State health inspectors documented 51 deficiencies at TERRACE VIEW CARE CENTER during 2023 to 2025. These included: 47 with potential for harm and 4 minor or isolated issues. While no single deficiency reached the most serious levels, the total volume warrants attention from prospective families.

Who Owns and Operates Terrace View?

TERRACE VIEW CARE CENTER is owned by a for-profit company. For-profit facilities operate as businesses with obligations to shareholders or private owners. The facility is operated by NAHS, a chain that manages multiple nursing homes. With 59 certified beds and approximately 52 residents (about 88% occupancy), it is a smaller facility located in FULLERTON, California.

How Does Terrace View Compare to Other California Nursing Homes?
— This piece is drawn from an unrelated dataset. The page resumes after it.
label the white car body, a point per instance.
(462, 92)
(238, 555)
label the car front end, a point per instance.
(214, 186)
Compared to the 100 nursing homes in California, TERRACE VIEW CARE CENTER's overall rating (5 stars) is above the state average of 3.2, staff turnover (32%) is significantly lower than the state average of 46%, and health inspection rating (4 stars) is above the national benchmark.

What Should Families Ask When Visiting Terrace View?

Based on this facility's data, families visiting should ask: "Can I visit during a mealtime to observe dining assistance and food quality?" "How do you handle medical emergencies, and what is your hospital transfer rate?" "Can I speak with family members of current residents about their experience?"

Is Terrace View Safe?

Based on CMS inspection data, TERRACE VIEW CARE CENTER has a clean safety record: no substantiated abuse findings (meaning no confirmed cases of resident harm), no Immediate Jeopardy citations (the most serious violation level indicating risk of serious injury or death), and is not on the Special Focus Facility watch list (a federal program monitoring the lowest-performing 1% of nursing homes). The facility has a 5-star overall rating and ranks #1 of 100 nursing homes in California. While no facility is perfect, families should still ask about staff-to-resident ratios and recent inspection results during their visit.

Do Nurses at Terrace View Stick Around?

TERRACE VIEW CARE CENTER has a staff turnover rate of 32%, which is about average for California nursing homes (state average: 46%). Moderate turnover is common in nursing homes, but families should still ask about staff tenure and how the facility maintains care continuity when employees leave.

Was Terrace View Ever Fined?

TERRACE VIEW CARE CENTER has no federal fines on record. CMS issues fines when nursing homes fail to meet care standards or don't correct problems found during inspections. The absence of fines suggests the facility has either maintained compliance or corrected any issues before penalties were assessed. This is a positive indicator, though families should still review recent inspection reports for the full picture.

Is Terrace View on Any Federal Watch List?

TERRACE VIEW CARE CENTER is not on any federal watch list. The most significant is the Special Focus Facility (SFF) program, which identifies the bottom 1% of nursing homes nationally based on persistent, serious quality problems. Not being on this list means the facility has avoided the pattern of deficiencies that triggers enhanced federal oversight. This is a positive indicator, though families should still review the facility's inspection history directly.